# Problems with Paint Tool SAI? Please help!



## demonwerewolf110 (May 28, 2012)

So, I've gone and downloaded a carp-ton of brushes, canvases and textures and whatnot, but when I open up SAI to use them, none of them are showing up. It's all still the default brushes and textures.

Anyone know what the problem is or what I can do about it? I've gone into the help file, but it's almost entirely Engrish. lol


----------



## Ansitru (May 28, 2012)

You need to drag the brushes into the correct folders in your Sai-directory, wherever it is that you installed it. 
A great tutorial that explains this (plus, comes with great brushes), can be found here.


----------



## demonwerewolf110 (May 28, 2012)

They are in the right folders. That's why I'm having such a hard time with this. That link you supplied is actually where I got a bunch of my brushes.


----------



## Ansitru (May 28, 2012)

Ah, the brushes supplied by DarlingMionette are ones that you need to recreate in the program. 
This takes quite a  while, but you just need to follow the set-up screenshots she's provided from all her brush-specs.


----------



## demonwerewolf110 (May 28, 2012)

Well, it's not just those brushes, it's all of the brushes and canvas textures I've downloaded from multiple different sources.


----------



## Ansitru (May 28, 2012)

Most need to be made in the program itself, which is why people add screenshots of the brush-specs. 
In the program, you should see your toolbox. Right-click on an empty spot and select the proper tool, like a pencil for the "lead pencil"-brush from Darlingmionette's tutorial. After you've created the basic brush, you can tweak the specs to match the ones on the provided screenshot and your brush should now be a copy of theirs.

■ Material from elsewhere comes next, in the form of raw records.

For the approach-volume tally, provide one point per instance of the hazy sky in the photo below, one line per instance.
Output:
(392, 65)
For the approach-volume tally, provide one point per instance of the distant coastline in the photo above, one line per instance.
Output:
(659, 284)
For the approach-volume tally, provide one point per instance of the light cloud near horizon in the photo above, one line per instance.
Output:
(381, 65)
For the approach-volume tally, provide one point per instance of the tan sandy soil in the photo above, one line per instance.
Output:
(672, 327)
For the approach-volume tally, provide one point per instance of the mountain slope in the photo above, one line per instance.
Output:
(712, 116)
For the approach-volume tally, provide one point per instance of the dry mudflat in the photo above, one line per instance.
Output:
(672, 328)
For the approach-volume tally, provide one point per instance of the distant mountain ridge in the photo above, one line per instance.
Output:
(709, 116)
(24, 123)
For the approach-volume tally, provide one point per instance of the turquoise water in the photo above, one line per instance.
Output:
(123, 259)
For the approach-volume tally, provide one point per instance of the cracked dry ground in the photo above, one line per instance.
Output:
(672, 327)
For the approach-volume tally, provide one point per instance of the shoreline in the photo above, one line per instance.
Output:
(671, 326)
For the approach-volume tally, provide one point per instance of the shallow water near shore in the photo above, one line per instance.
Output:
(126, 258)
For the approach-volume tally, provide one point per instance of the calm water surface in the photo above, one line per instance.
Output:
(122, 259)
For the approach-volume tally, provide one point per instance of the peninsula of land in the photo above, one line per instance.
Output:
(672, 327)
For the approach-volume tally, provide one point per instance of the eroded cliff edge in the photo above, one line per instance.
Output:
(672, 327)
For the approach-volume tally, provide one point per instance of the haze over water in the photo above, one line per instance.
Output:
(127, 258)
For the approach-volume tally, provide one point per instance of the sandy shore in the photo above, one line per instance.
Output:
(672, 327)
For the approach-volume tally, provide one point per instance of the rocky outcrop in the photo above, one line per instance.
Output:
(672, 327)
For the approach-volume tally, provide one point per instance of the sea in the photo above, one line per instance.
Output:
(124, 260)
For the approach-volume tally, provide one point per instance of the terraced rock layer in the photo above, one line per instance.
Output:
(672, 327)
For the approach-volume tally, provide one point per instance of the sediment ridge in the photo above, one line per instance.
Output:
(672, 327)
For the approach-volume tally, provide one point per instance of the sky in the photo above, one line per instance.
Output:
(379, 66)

As for the textures, they're added to your brushes, so you can find them by going to your toolbox, selecting a brush and then selecting a texture from the drop-down titled (in most cases) "no texture".


----------



## UnburntDaenerys (May 28, 2012)

Did you copy over the start-sai.exe included with the brush download?


----------



## demonwerewolf110 (May 28, 2012)

UnburntDaenerys said:


> Did you copy over the start-sai.exe included with the brush download?



Honestly, I downloaded all of these brushes and textures so long ago, I don't remember. lol
I actually just found this tutorial and I'm giving this a try right now: http://childofmoonlight.deviantart.com/art/Paint-tool-SAI-Brush-Tutorial-214423628


----------